Devonte Jordan learned that lesson the hard way last year. Jordan was often unable to come up with the funds for his pass and began missing classes at Charlestown High. Missed classes led to failed classes and Jordan left, rather than finishing a year he was doomed to repeat.
Last year, he dropped out.
This year, he’s fighting back.
Last week, Jordan and other teens met with MBTA General Manager Richard Davey and presented a report highlighting the potential benefits of discounted fares.
“T passes are not affordable,” he said, speaking at a press conference before the meeting. “As a result, there’s a crisis. There are many youth who are not able to get to school, work or health appointments.”
During a meeting with Jordan and other youth organizers, Davey said he agreed the agency would implement a pilot project to test the idea with a limited number of passes.
Jordan and other teens working with the Roxbury Environmental Empowerment Project, the Boston-area Youth Organizing Project (BYOP) and the T Riders Union released a report that found that only half of youth between the ages of 12 and 21 who ride the MBTA have access to a discounted Student Link or Student Charlie Card.
For the other half, a single ride on the T can cost as much as $2.
On weekends and in the summer time, teens who work jobs, volunteer or participate in sports, music lessons or other youth programs, often have to struggle to come up with the funds or walk.
Anatullah Mervin faces that struggle just trying to come up with the $20 she must pay for her Student Link pass. Mervin lives with her older sister and her two children in Cambridge, works with BYOP and plays lacrosse for Cambridge Rindge and Latin school.
“I’m an athlete, artist, student and musician,” she said. “The T is young people’s path to opportunity. There’s a crisis with the youth. We can’t afford to ride.”
While the MBTA offers senior citizens a discounted rate of 60 cents a ride and allows children 12 and under to ride for free with a parent, teens not in school must pay the full fare of $1.70 for a train ride.
Under the teens’ plan, students would be able to purchase an MBTA pass for a discounted rate of $10 a month. MBTA officials estimate the pass would cost the cash-strapped agency $27 million a year. The youth advocates are urging the MBTA to create a new university pass program, through which area colleges would pay a lump sum for student passes. The advocates estimate such a program could provide the MBTA with $60 million in additional revenues.

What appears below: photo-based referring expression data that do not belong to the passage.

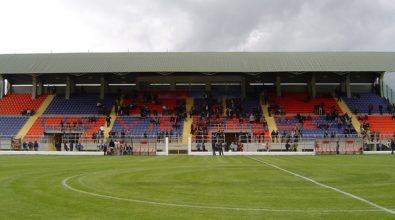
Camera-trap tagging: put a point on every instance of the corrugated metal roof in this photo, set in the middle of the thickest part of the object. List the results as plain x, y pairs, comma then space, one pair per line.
197, 62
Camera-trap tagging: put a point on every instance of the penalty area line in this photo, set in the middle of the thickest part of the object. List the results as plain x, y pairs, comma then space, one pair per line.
326, 186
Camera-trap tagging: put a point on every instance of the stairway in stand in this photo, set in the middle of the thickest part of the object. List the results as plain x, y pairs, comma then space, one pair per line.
188, 122
343, 106
22, 133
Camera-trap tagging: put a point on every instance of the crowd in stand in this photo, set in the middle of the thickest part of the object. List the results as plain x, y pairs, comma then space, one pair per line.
28, 112
30, 146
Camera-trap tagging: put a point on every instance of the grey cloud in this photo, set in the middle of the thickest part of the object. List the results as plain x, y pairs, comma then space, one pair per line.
219, 25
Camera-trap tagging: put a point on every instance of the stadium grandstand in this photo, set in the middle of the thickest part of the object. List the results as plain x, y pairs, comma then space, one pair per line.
190, 102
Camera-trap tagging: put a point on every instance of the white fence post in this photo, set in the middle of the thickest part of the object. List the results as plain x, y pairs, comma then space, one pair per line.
166, 146
189, 145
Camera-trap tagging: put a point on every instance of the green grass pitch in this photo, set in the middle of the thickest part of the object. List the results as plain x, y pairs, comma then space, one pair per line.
188, 187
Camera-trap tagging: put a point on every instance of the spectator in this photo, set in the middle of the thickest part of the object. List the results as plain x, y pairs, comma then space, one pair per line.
35, 146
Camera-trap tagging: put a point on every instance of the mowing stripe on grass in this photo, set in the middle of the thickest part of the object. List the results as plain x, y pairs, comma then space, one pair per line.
326, 186
67, 186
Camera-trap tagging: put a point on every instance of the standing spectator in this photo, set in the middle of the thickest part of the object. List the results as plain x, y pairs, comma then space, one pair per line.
108, 120
273, 134
370, 109
35, 146
381, 109
24, 146
30, 144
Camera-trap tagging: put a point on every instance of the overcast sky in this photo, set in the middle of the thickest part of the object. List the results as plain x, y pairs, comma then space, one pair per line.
43, 26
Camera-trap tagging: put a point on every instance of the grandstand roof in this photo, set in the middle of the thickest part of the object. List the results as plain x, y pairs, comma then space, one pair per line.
197, 62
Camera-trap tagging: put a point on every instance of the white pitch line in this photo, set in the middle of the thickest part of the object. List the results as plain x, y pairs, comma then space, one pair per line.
328, 187
64, 184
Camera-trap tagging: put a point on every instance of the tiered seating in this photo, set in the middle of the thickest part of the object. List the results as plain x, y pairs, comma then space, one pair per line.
14, 104
77, 105
381, 123
168, 98
10, 126
137, 126
250, 105
37, 130
364, 100
294, 103
230, 124
309, 127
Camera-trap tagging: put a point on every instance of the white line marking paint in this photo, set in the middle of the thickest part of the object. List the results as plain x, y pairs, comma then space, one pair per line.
328, 187
67, 186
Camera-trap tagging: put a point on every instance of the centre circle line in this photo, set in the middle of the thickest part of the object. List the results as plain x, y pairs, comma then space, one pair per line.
67, 186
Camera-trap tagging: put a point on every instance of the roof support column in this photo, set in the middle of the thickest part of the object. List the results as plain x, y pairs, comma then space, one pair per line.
1, 86
34, 86
102, 86
40, 87
348, 87
243, 88
313, 88
381, 84
278, 85
208, 86
68, 87
172, 86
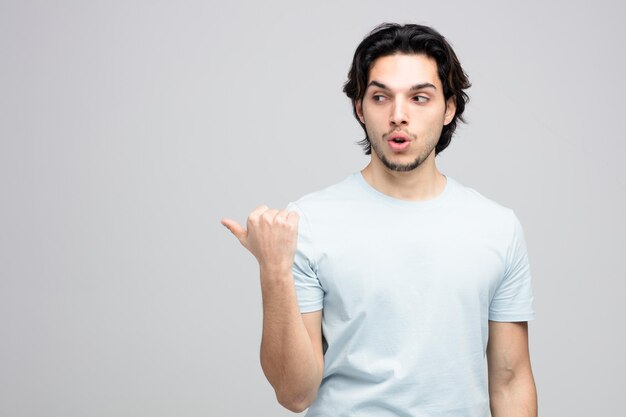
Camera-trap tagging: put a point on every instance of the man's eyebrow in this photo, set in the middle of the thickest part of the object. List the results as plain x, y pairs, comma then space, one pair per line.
420, 86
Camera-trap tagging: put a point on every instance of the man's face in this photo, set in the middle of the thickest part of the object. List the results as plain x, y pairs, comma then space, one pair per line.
404, 110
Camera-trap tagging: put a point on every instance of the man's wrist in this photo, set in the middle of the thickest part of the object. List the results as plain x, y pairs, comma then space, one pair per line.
275, 273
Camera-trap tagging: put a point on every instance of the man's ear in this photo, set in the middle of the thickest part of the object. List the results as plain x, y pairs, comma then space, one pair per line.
358, 106
450, 110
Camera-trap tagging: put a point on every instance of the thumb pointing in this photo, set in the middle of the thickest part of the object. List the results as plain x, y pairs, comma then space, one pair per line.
235, 228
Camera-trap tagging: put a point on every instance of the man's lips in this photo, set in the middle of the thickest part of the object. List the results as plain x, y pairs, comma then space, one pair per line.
398, 137
398, 141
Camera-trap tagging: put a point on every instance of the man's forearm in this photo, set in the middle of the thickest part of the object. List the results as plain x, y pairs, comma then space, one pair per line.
288, 358
516, 398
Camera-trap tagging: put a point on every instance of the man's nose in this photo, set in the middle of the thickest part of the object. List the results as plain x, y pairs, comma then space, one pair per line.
399, 116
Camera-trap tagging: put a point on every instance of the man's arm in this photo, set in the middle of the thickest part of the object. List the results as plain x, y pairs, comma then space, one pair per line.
512, 389
291, 345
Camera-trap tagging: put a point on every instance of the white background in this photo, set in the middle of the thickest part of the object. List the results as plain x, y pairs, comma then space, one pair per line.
128, 129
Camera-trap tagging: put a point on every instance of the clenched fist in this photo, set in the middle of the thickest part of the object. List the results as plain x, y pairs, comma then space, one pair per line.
271, 236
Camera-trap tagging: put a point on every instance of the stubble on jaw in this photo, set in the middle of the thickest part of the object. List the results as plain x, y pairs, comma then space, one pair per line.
400, 167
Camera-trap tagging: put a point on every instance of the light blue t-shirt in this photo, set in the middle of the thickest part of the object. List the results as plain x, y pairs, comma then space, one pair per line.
407, 289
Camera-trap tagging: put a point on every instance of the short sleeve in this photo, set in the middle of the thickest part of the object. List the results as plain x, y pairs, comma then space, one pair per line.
513, 298
308, 288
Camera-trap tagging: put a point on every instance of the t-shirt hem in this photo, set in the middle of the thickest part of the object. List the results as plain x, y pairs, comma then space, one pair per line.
512, 317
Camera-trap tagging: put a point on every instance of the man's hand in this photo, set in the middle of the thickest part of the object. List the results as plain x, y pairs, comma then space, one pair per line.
271, 236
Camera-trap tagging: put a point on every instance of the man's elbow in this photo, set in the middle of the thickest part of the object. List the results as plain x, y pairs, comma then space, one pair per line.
295, 403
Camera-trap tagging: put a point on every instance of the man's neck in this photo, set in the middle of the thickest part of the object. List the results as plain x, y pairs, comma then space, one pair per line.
423, 183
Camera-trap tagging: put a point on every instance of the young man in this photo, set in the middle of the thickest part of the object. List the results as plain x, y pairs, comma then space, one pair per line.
384, 294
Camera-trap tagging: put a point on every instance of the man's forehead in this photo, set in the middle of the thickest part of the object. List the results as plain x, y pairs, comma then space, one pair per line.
404, 71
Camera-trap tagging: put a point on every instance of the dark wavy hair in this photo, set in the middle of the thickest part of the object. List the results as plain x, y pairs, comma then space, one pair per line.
392, 38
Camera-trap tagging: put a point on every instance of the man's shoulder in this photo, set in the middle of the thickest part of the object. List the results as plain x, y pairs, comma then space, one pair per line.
335, 193
472, 201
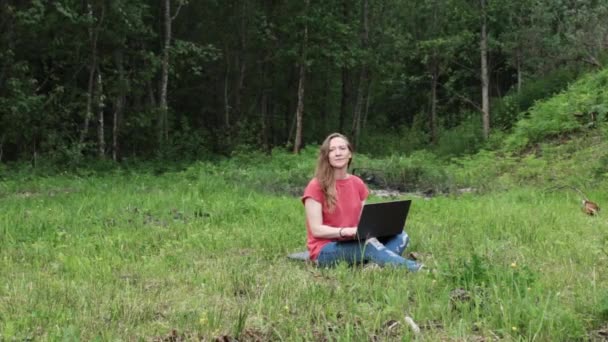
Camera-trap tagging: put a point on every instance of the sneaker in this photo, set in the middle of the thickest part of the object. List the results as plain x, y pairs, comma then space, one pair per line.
413, 266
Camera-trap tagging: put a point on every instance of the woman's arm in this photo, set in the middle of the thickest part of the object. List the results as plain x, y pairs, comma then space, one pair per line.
314, 215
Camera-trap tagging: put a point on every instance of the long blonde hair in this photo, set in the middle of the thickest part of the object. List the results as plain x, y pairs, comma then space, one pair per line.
325, 172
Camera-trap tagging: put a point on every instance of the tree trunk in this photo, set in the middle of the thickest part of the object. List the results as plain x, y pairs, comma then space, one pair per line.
519, 71
485, 78
367, 101
433, 114
93, 37
119, 104
226, 97
302, 75
101, 141
163, 130
356, 128
346, 74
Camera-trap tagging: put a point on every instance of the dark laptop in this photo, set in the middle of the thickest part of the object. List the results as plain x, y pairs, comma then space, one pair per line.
382, 219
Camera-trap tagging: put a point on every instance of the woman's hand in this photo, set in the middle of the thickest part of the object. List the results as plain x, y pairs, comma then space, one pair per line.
348, 232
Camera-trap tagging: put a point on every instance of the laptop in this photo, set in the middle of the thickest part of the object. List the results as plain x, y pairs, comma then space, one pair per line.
382, 219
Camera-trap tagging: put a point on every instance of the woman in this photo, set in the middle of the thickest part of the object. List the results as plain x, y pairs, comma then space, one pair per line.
333, 201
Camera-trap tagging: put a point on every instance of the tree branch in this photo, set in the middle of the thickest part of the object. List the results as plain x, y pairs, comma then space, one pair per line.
462, 97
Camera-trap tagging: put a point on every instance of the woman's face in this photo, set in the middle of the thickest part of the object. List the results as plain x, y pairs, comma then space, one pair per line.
339, 153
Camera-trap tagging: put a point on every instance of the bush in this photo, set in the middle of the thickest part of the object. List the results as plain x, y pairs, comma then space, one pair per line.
465, 138
559, 115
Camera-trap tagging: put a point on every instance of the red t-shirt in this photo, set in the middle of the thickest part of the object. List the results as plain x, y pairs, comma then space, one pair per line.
350, 194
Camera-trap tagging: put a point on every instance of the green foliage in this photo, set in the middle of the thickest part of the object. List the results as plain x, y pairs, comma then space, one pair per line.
200, 253
403, 141
559, 115
465, 138
508, 109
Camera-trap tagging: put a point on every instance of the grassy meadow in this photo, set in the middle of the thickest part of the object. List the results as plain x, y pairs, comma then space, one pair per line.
200, 254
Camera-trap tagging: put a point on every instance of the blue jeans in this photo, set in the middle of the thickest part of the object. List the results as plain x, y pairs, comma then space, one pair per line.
380, 251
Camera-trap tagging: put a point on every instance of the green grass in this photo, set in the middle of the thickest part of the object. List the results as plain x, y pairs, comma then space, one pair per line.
129, 256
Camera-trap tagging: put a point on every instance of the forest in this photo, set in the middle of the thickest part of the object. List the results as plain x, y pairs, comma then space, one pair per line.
178, 79
153, 156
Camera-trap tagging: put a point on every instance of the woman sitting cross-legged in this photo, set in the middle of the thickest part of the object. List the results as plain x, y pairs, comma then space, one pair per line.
333, 201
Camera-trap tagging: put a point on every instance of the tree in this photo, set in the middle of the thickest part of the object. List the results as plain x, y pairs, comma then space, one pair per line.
301, 79
485, 77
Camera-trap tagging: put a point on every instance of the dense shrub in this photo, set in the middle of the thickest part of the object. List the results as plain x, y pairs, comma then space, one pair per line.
506, 111
564, 113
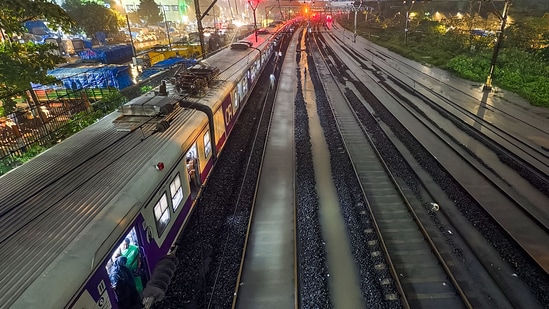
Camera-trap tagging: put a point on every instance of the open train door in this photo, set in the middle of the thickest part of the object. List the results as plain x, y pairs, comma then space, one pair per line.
135, 275
193, 170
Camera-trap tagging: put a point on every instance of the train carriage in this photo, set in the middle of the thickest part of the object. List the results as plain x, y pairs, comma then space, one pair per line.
66, 214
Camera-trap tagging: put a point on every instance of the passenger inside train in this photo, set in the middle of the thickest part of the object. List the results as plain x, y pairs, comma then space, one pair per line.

“The youth pass can be funded,” said Transit Riders Union Director Lee Matsueda. “The question is one of priorities.”
David Jenkins, a co-director of the Roxbury Environmental Empowerment Project, said Davey’s pledge to test the concept of a youth pass is a good step forward.
“It will help the T and the state understand how youth are using the T and what are the barriers they face,” he said. “It’s a huge victory for us.”